The result is not only improved efficiency, but also improved governance.
Operating Within Real-World Constraints
Digital tools do not eliminate structural challenges. Data completeness can vary. Funding shortfalls remain a reality. Disbursement timelines may affect procurement cycles.
However, stronger forecasting systems improve the quality of decisions made within these constraints. They enable national programs to quantify true need, understand the magnitude of funding gaps, and make deliberate, evidence-based trade-offs.
This strengthens stewardship of limited resources.
Toward Institutionalized Digital Forecasting
The long-term value of the MNCH Forecasting Tool lies in institutionalization. Embedding forecasting processes within a standardized digital system reduces reliance on individual expertise and improves continuity across staffing transitions.

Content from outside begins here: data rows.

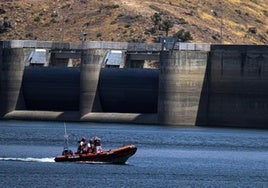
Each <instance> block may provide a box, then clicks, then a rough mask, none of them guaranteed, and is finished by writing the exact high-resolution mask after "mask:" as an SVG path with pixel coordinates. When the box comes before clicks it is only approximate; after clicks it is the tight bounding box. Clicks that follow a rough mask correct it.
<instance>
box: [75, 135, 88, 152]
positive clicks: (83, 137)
mask: <svg viewBox="0 0 268 188" xmlns="http://www.w3.org/2000/svg"><path fill="white" fill-rule="evenodd" d="M78 143H79V146H78V148H77V152H76V153H86V139H85V137H82V139H81V140H80V141H78Z"/></svg>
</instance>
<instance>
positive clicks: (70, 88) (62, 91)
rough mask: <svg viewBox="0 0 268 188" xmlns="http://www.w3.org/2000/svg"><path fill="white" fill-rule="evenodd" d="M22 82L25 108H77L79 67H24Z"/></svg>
mask: <svg viewBox="0 0 268 188" xmlns="http://www.w3.org/2000/svg"><path fill="white" fill-rule="evenodd" d="M22 83H23V96H24V101H25V105H26V108H27V110H45V111H78V110H79V90H80V70H79V68H68V67H25V70H24V75H23V82H22Z"/></svg>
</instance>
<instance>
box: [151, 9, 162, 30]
mask: <svg viewBox="0 0 268 188" xmlns="http://www.w3.org/2000/svg"><path fill="white" fill-rule="evenodd" d="M151 20H152V21H153V23H154V28H155V29H156V28H157V27H159V24H160V22H161V21H162V18H161V15H160V14H159V13H154V15H153V16H151Z"/></svg>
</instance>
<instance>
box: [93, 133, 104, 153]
mask: <svg viewBox="0 0 268 188" xmlns="http://www.w3.org/2000/svg"><path fill="white" fill-rule="evenodd" d="M94 153H102V147H101V139H100V138H99V137H97V136H95V137H94Z"/></svg>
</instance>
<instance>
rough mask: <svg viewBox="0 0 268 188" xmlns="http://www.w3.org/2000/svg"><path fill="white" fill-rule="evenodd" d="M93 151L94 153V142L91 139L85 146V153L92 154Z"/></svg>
mask: <svg viewBox="0 0 268 188" xmlns="http://www.w3.org/2000/svg"><path fill="white" fill-rule="evenodd" d="M93 151H94V141H93V139H89V140H88V144H87V153H93Z"/></svg>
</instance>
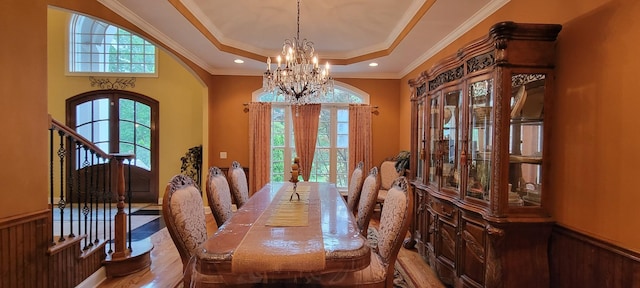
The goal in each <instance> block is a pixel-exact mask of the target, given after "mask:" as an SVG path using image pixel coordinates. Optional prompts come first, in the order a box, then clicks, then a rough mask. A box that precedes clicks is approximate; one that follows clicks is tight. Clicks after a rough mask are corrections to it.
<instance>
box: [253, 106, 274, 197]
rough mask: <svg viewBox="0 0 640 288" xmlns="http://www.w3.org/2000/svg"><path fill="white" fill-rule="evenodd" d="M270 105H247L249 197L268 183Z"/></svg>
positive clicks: (269, 165) (270, 150)
mask: <svg viewBox="0 0 640 288" xmlns="http://www.w3.org/2000/svg"><path fill="white" fill-rule="evenodd" d="M270 163H271V103H268V102H252V103H249V195H253V194H254V193H256V191H258V190H260V188H262V187H263V186H264V185H266V184H267V183H269V181H270V174H271V171H270V166H271V165H270Z"/></svg>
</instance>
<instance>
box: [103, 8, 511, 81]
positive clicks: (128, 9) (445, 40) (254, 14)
mask: <svg viewBox="0 0 640 288" xmlns="http://www.w3.org/2000/svg"><path fill="white" fill-rule="evenodd" d="M98 1H99V2H101V3H102V4H103V5H105V6H106V7H108V8H109V9H111V10H113V11H114V12H116V13H117V14H119V15H121V16H122V17H124V18H125V19H127V20H129V21H130V22H132V23H133V24H135V25H137V26H138V27H140V28H141V29H142V30H144V31H145V32H147V33H149V34H150V35H152V36H153V37H155V38H156V39H158V41H160V42H162V43H164V44H165V45H167V46H168V47H170V48H171V49H173V50H175V51H177V52H178V53H180V54H182V55H183V56H185V57H186V58H188V59H189V60H191V61H193V62H194V63H196V64H197V65H199V66H200V67H202V68H203V69H205V70H207V71H208V72H210V73H211V74H215V75H261V74H262V72H264V70H265V69H266V64H265V62H266V58H267V57H268V56H271V57H272V58H275V57H276V56H277V55H278V54H279V53H280V52H281V51H282V44H283V41H284V40H285V39H287V38H289V39H290V38H293V37H294V36H295V35H296V18H297V14H296V13H297V3H296V0H260V1H249V0H236V1H231V0H166V1H158V0H153V1H151V0H147V1H142V0H98ZM507 2H509V0H301V3H300V36H301V38H307V39H308V40H310V41H312V42H314V48H315V51H316V54H317V55H318V57H319V58H320V62H321V63H322V64H324V63H325V62H327V61H328V62H329V63H330V64H331V74H332V75H333V76H334V77H344V78H355V77H358V78H391V79H399V78H402V77H403V76H404V75H406V74H407V73H409V72H410V71H411V70H413V69H415V68H416V67H417V66H418V65H420V64H421V63H423V62H424V61H425V60H427V59H428V58H429V57H430V56H432V55H433V54H435V53H437V52H438V51H439V50H440V49H442V48H444V47H446V46H447V45H448V44H449V43H451V42H452V41H454V40H455V39H456V38H458V37H459V36H460V35H462V34H464V33H465V32H466V31H468V30H469V29H470V28H472V27H473V26H475V25H476V24H477V23H478V22H480V21H482V20H483V19H484V18H486V17H487V16H489V15H491V14H492V13H493V12H494V11H496V10H497V9H499V8H500V7H502V6H503V5H504V4H506V3H507ZM235 59H242V60H244V61H245V62H244V63H243V64H236V63H234V60H235ZM371 62H377V63H378V64H379V65H378V66H377V67H369V63H371Z"/></svg>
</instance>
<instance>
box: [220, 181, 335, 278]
mask: <svg viewBox="0 0 640 288" xmlns="http://www.w3.org/2000/svg"><path fill="white" fill-rule="evenodd" d="M291 185H292V184H291ZM291 185H283V186H282V187H281V188H280V190H279V191H278V193H277V194H276V195H275V196H274V198H273V201H272V202H271V204H270V205H269V207H268V208H267V209H266V210H265V212H264V213H262V215H261V216H260V218H258V220H256V222H255V223H254V225H253V226H252V227H251V228H250V229H249V231H248V232H247V234H246V235H245V236H244V238H243V239H242V241H241V242H240V244H239V245H238V247H237V249H236V250H235V251H234V253H233V258H232V260H231V269H232V272H233V273H260V272H274V271H275V272H285V271H296V272H313V271H320V270H323V269H324V267H325V252H324V243H323V239H322V225H321V221H320V220H321V213H320V197H319V195H318V189H317V187H318V186H317V183H308V182H305V183H299V184H298V188H297V191H298V193H299V194H300V202H301V203H287V202H289V197H290V196H291V193H292V192H293V190H292V189H291V187H292V186H291ZM284 199H286V201H282V200H284ZM293 199H294V200H293V201H292V202H297V201H298V200H297V197H296V196H295V195H294V198H293ZM299 204H302V205H299ZM292 211H297V212H299V213H301V214H302V215H300V217H296V215H292V214H291V213H292ZM305 211H306V213H305ZM304 214H306V215H307V217H304ZM292 216H293V217H292ZM296 218H298V219H296ZM303 218H307V223H306V225H301V223H302V222H303V221H299V220H300V219H303ZM303 220H304V219H303ZM268 224H269V225H268ZM302 224H305V223H302Z"/></svg>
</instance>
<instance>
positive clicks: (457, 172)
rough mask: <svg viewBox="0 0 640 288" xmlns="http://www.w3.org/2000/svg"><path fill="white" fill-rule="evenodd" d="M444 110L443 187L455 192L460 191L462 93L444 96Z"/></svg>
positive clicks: (446, 188) (441, 149)
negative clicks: (460, 128) (460, 159)
mask: <svg viewBox="0 0 640 288" xmlns="http://www.w3.org/2000/svg"><path fill="white" fill-rule="evenodd" d="M443 100H444V109H443V113H442V114H443V117H442V118H443V120H442V141H440V151H442V186H443V188H446V189H450V190H453V191H459V190H460V161H459V160H460V157H459V155H460V148H459V146H458V143H459V140H460V139H461V137H462V129H460V123H462V119H461V117H462V113H460V108H461V105H462V91H460V90H455V91H450V92H446V93H445V96H444V99H443Z"/></svg>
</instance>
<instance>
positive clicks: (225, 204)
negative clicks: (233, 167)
mask: <svg viewBox="0 0 640 288" xmlns="http://www.w3.org/2000/svg"><path fill="white" fill-rule="evenodd" d="M207 200H208V201H209V207H210V208H211V213H212V214H213V217H214V218H215V219H216V224H217V225H218V227H220V226H222V224H224V222H227V220H228V219H229V218H231V215H233V208H232V204H231V192H230V191H229V182H227V177H226V176H225V175H224V173H222V170H220V168H218V167H210V168H209V175H208V176H207Z"/></svg>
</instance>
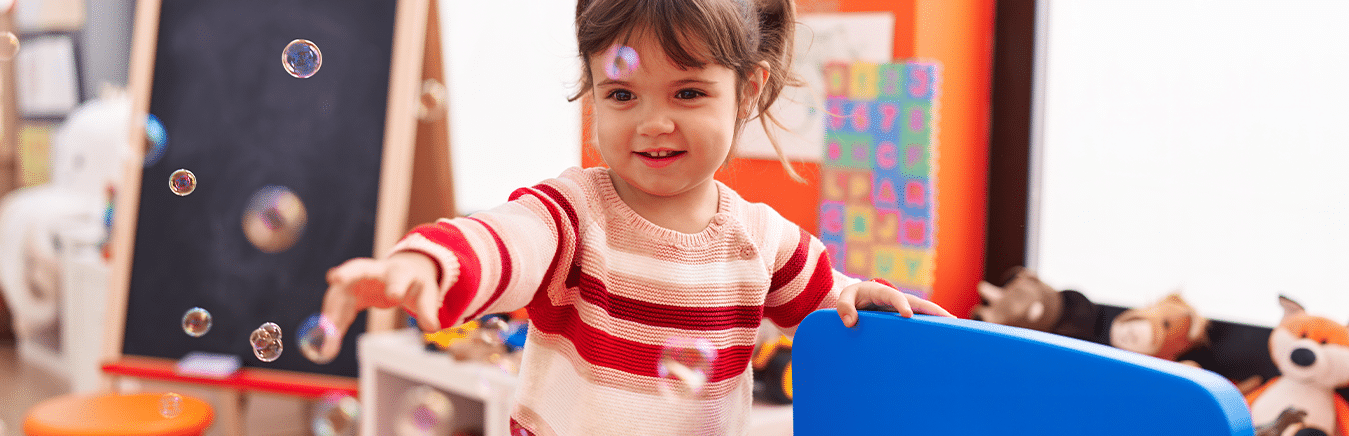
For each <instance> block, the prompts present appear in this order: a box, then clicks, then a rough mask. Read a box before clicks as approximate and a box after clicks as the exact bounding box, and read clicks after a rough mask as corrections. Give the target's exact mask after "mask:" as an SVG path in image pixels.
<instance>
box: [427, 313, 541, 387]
mask: <svg viewBox="0 0 1349 436" xmlns="http://www.w3.org/2000/svg"><path fill="white" fill-rule="evenodd" d="M527 332H529V321H527V320H522V319H513V317H511V315H500V313H498V315H487V316H483V317H480V319H478V320H473V321H468V323H464V324H460V325H456V327H451V328H445V329H441V331H437V332H432V333H422V339H424V340H425V342H426V348H428V350H438V351H445V352H448V354H449V355H451V356H453V358H455V360H473V362H487V363H491V364H495V366H498V367H500V369H502V370H505V371H506V373H511V374H514V373H517V371H518V370H519V352H517V351H519V348H521V347H523V346H525V336H526V335H527Z"/></svg>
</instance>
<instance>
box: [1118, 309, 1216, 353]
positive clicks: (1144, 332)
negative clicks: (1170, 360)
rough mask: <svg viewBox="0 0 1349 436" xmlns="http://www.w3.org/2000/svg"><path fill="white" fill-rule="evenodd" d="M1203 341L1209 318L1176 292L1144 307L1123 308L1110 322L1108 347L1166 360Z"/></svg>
mask: <svg viewBox="0 0 1349 436" xmlns="http://www.w3.org/2000/svg"><path fill="white" fill-rule="evenodd" d="M1207 342H1209V320H1207V319H1205V317H1202V316H1199V313H1198V312H1195V310H1194V308H1191V306H1190V304H1187V302H1184V300H1183V298H1180V294H1170V296H1167V297H1166V298H1161V301H1157V302H1156V304H1153V305H1151V306H1147V308H1135V309H1128V310H1124V313H1120V315H1118V316H1116V317H1114V320H1113V321H1110V346H1114V347H1116V348H1122V350H1129V351H1135V352H1141V354H1145V355H1149V356H1155V358H1161V359H1167V360H1176V358H1180V355H1182V354H1184V352H1186V351H1190V350H1193V348H1194V347H1198V346H1201V344H1205V343H1207ZM1191 364H1193V363H1191ZM1194 366H1197V364H1194Z"/></svg>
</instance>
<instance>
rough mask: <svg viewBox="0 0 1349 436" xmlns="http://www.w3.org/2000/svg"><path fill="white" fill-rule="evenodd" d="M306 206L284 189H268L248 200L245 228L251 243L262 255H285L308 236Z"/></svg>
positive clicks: (271, 187)
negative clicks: (267, 253) (304, 235)
mask: <svg viewBox="0 0 1349 436" xmlns="http://www.w3.org/2000/svg"><path fill="white" fill-rule="evenodd" d="M308 221H309V213H308V212H305V202H304V201H301V200H299V196H295V193H294V192H291V190H290V189H287V188H285V186H275V185H267V186H263V188H262V189H259V190H258V192H256V193H254V194H252V197H251V198H248V207H247V208H244V216H243V228H244V236H247V238H248V242H250V243H252V244H254V247H258V250H262V251H263V252H281V251H286V250H287V248H290V247H291V246H294V244H295V242H298V240H299V235H302V234H304V232H305V224H306V223H308Z"/></svg>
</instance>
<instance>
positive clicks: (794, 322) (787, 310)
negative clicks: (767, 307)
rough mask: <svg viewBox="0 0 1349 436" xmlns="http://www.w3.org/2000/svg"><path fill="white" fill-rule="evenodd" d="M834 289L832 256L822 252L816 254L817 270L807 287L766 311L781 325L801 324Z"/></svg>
mask: <svg viewBox="0 0 1349 436" xmlns="http://www.w3.org/2000/svg"><path fill="white" fill-rule="evenodd" d="M832 289H834V267H832V266H830V256H827V255H824V254H823V252H822V254H820V255H819V256H816V261H815V271H813V273H811V281H809V282H807V283H805V289H804V290H801V293H800V294H797V296H796V298H792V300H791V301H788V302H784V304H782V305H777V306H769V308H764V313H765V315H768V317H769V319H770V320H773V323H777V325H781V327H792V325H796V324H800V323H801V320H804V319H805V316H807V315H811V312H815V309H819V306H820V301H824V296H827V294H828V293H830V290H832Z"/></svg>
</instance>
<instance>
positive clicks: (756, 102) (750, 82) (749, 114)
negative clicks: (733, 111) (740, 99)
mask: <svg viewBox="0 0 1349 436" xmlns="http://www.w3.org/2000/svg"><path fill="white" fill-rule="evenodd" d="M769 74H770V72H769V65H768V61H759V63H758V65H757V66H755V67H754V70H753V72H750V80H749V81H746V82H745V86H746V88H747V89H745V90H746V92H745V93H743V94H745V97H743V99H741V100H742V101H741V113H739V115H741V119H742V120H746V119H749V117H750V116H751V115H753V112H754V107H755V104H757V103H758V100H759V96H762V94H764V86H765V85H768V77H769Z"/></svg>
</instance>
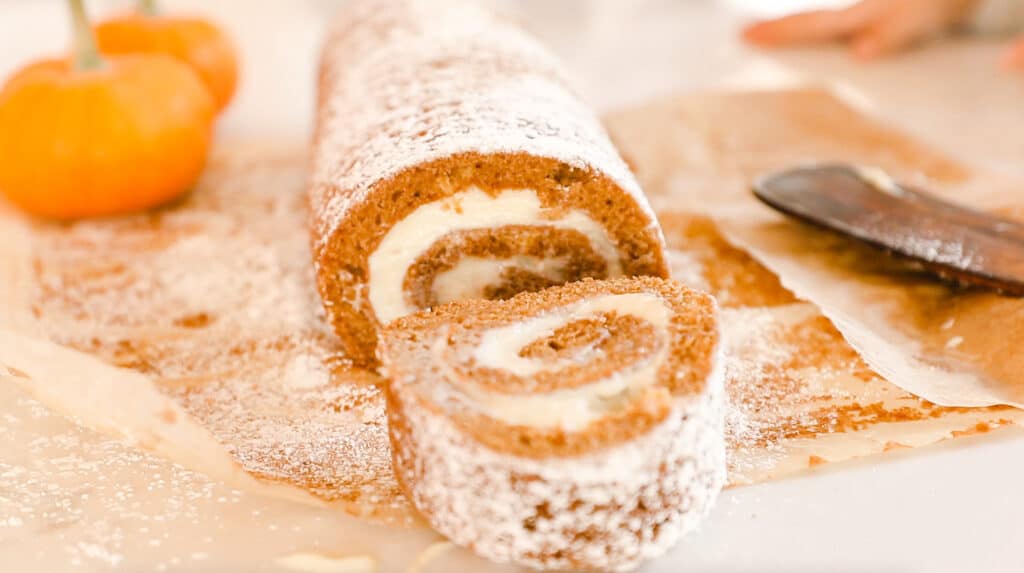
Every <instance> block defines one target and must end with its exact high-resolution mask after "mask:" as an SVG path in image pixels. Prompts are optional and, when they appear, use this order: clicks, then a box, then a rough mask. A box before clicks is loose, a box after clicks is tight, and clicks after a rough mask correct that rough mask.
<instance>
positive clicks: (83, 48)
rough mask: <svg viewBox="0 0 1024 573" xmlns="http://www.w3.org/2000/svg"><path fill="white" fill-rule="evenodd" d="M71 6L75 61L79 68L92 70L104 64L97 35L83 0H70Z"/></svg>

When integrated with prioritization platforms such as SMArT, the tool contributes to a more coherent national supply planning architecture. Forecasting, funding analysis, and allocation become connected components of a structured system rather than parallel processes.
Conclusion
National MNCH forecasting is more than a technical requirement. It is a cornerstone of health system planning.
The MNCH Forecasting Tool strengthens the technical integrity of quantification. The SMArT tool strengthens strategic allocation under constrained resources. Together, they support data-driven, transparent, and accountable decision-making for maternal, newborn, and child health commodities.
In resource-constrained environments, improving the quality of planning processes is not procedural. It directly supports continuity of care and the availability of essential health products where they are most needed.